Computer Vision Chapter 5

Image filtering

Filtering combines each pixel with its neighbors using a kernel (small weight grid). Smoothing reduces noise and detail; sharpening emphasizes edges. Understanding convolution is the gateway to edge detection and many deep layers.

Convolution in one minute

At each location, place the kernel over the image, multiply overlapping values, sum (often normalize)—that sum becomes the new center pixel. Correlation is the same idea without flipping the kernel; in OpenCV’s filter2D the kernel is used as given. Borders need a policy: extend edges, reflect, wrap, or constant padding.

Low-pass (blur)

Weights positive and localized—averages neighbors, suppresses high frequencies (noise, fine texture).

High-pass (sharpen)

Emphasizes differences from neighbors—edges pop; also amplifies noise if overdone.

Box and Gaussian blur

Box blur (cv2.blur) uses equal weights—fast but can look “blocky.” Gaussian blur weights fall off with distance from the center; sigma controls spread. Larger kernels or sigmas mean more smoothing and softer edges.

import cv2

img = cv2.imread("photo.jpg")
box = cv2.blur(img, (5, 5))
gauss = cv2.GaussianBlur(img, (0, 0), sigmaX=1.5)  # ksize (0,0) → from sigma
gauss_k = cv2.GaussianBlur(img, (7, 7), 0)

Gaussian kernels are separable (apply 1D horizontal then vertical)—that is why large Gaussian blurs stay efficient.

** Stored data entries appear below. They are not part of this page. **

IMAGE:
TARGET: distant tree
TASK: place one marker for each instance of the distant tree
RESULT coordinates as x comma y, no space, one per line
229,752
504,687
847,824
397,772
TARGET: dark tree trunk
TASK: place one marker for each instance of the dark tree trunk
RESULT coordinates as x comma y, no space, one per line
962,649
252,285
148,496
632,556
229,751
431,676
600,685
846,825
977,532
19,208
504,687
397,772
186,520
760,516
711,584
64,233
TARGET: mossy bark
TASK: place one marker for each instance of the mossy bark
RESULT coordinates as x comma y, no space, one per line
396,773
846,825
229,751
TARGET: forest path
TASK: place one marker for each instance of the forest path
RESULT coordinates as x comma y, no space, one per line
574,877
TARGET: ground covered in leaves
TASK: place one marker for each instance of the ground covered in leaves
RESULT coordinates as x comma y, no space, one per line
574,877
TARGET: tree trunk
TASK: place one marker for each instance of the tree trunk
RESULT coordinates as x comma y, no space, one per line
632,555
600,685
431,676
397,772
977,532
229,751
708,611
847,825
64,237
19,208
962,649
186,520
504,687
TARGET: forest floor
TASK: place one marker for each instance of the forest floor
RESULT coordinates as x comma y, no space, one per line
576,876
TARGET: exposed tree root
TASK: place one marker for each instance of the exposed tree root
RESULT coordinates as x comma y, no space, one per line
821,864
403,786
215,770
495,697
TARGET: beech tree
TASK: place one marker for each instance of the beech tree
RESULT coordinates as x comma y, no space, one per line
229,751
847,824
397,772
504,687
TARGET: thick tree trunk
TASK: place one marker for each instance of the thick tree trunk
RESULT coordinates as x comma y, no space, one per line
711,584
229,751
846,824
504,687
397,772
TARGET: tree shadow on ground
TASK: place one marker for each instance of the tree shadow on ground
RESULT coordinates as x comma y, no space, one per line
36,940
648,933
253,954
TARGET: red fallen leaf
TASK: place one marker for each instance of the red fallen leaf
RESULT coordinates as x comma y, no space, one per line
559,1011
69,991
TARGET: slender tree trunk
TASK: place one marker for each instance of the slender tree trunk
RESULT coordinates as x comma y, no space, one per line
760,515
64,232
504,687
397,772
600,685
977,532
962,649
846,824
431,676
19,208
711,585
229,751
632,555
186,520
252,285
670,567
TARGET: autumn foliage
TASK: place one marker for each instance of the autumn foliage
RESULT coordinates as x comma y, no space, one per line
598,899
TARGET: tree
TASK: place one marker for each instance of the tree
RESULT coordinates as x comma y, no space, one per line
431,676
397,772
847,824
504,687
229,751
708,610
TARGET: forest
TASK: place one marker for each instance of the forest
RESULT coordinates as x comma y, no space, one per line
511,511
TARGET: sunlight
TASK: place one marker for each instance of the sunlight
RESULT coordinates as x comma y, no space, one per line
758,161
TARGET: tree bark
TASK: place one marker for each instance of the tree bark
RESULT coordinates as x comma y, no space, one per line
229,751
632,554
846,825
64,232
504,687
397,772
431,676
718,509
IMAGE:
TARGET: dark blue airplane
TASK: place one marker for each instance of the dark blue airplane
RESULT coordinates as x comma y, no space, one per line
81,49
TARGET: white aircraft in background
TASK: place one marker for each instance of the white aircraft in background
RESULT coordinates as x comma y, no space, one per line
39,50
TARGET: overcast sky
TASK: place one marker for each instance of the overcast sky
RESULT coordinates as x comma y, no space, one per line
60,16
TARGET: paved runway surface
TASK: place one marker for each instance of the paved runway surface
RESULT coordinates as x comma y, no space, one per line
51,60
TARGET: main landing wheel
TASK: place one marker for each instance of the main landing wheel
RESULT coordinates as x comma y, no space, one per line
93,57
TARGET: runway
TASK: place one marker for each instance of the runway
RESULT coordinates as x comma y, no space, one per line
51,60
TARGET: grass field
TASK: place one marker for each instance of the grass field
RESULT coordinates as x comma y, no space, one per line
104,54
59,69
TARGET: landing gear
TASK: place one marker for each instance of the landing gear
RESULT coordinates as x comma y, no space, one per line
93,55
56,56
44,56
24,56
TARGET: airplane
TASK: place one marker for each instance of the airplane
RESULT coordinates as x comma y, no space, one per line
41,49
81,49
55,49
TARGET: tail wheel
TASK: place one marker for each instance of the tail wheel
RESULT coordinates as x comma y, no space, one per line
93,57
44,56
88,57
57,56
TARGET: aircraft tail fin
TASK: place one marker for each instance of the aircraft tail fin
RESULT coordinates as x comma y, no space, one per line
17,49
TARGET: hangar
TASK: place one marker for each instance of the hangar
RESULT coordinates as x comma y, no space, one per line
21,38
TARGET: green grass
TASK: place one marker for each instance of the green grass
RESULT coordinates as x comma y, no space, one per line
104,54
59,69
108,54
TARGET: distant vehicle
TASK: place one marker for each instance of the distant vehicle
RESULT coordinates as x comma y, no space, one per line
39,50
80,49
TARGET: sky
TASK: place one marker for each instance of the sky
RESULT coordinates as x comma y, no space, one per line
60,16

Median and edge-aware smoothing

Median blur replaces the center with the neighborhood median—excellent for salt-and-pepper noise while preserving step edges better than linear blur. Kernel size must be odd.

import cv2

img = cv2.imread("noisy.jpg")
med = cv2.medianBlur(img, 5)

# Optional: bilateral filter — smooths flat regions, keeps strong edges (slower)
bilateral = cv2.bilateralFilter(img, d=9, sigmaColor=75, sigmaSpace=75)

Sharpening with filter2D

A simple 3×3 sharpen kernel adds a multiple of the Laplacian-like response (center positive, neighbors negative). Tune strength for your noise level.

import cv2
import numpy as np

img = cv2.imread("photo.jpg")
kernel = np.array([[ 0, -1,  0],
                   [-1,  5, -1],
                   [ 0, -1,  0]], dtype=np.float32)
sharp = cv2.filter2D(img, -1, kernel)

Depth -1 means output matches source depth; for float experiments, convert to float32, filter, clip, then back to uint8.

Borders and channels

Low-level filters need pixels outside the image. OpenCV defaults often use replication or reflection internally per function. Color images: most blur APIs run per-channel the same way; separable Gaussian is standard.

Takeaways

  • Gaussian blur for general-purpose smoothing before subsampling or noise reduction.
  • Median for impulse noise; bilateral when you need edge-preserving smoothing.
  • filter2D is the Swiss Army knife for custom kernels (sharpen, emboss, small conv nets).

Quick FAQ

Edges are high-frequency structure. Too much low-pass smoothing rounds off gradients, so peaks in the derivative shrink or vanish—tune blur to noise, not more than needed.

Same local sliding-window idea; CNNs learn kernels from data. Classical filters use fixed, hand-designed weights for interpretable preprocessing.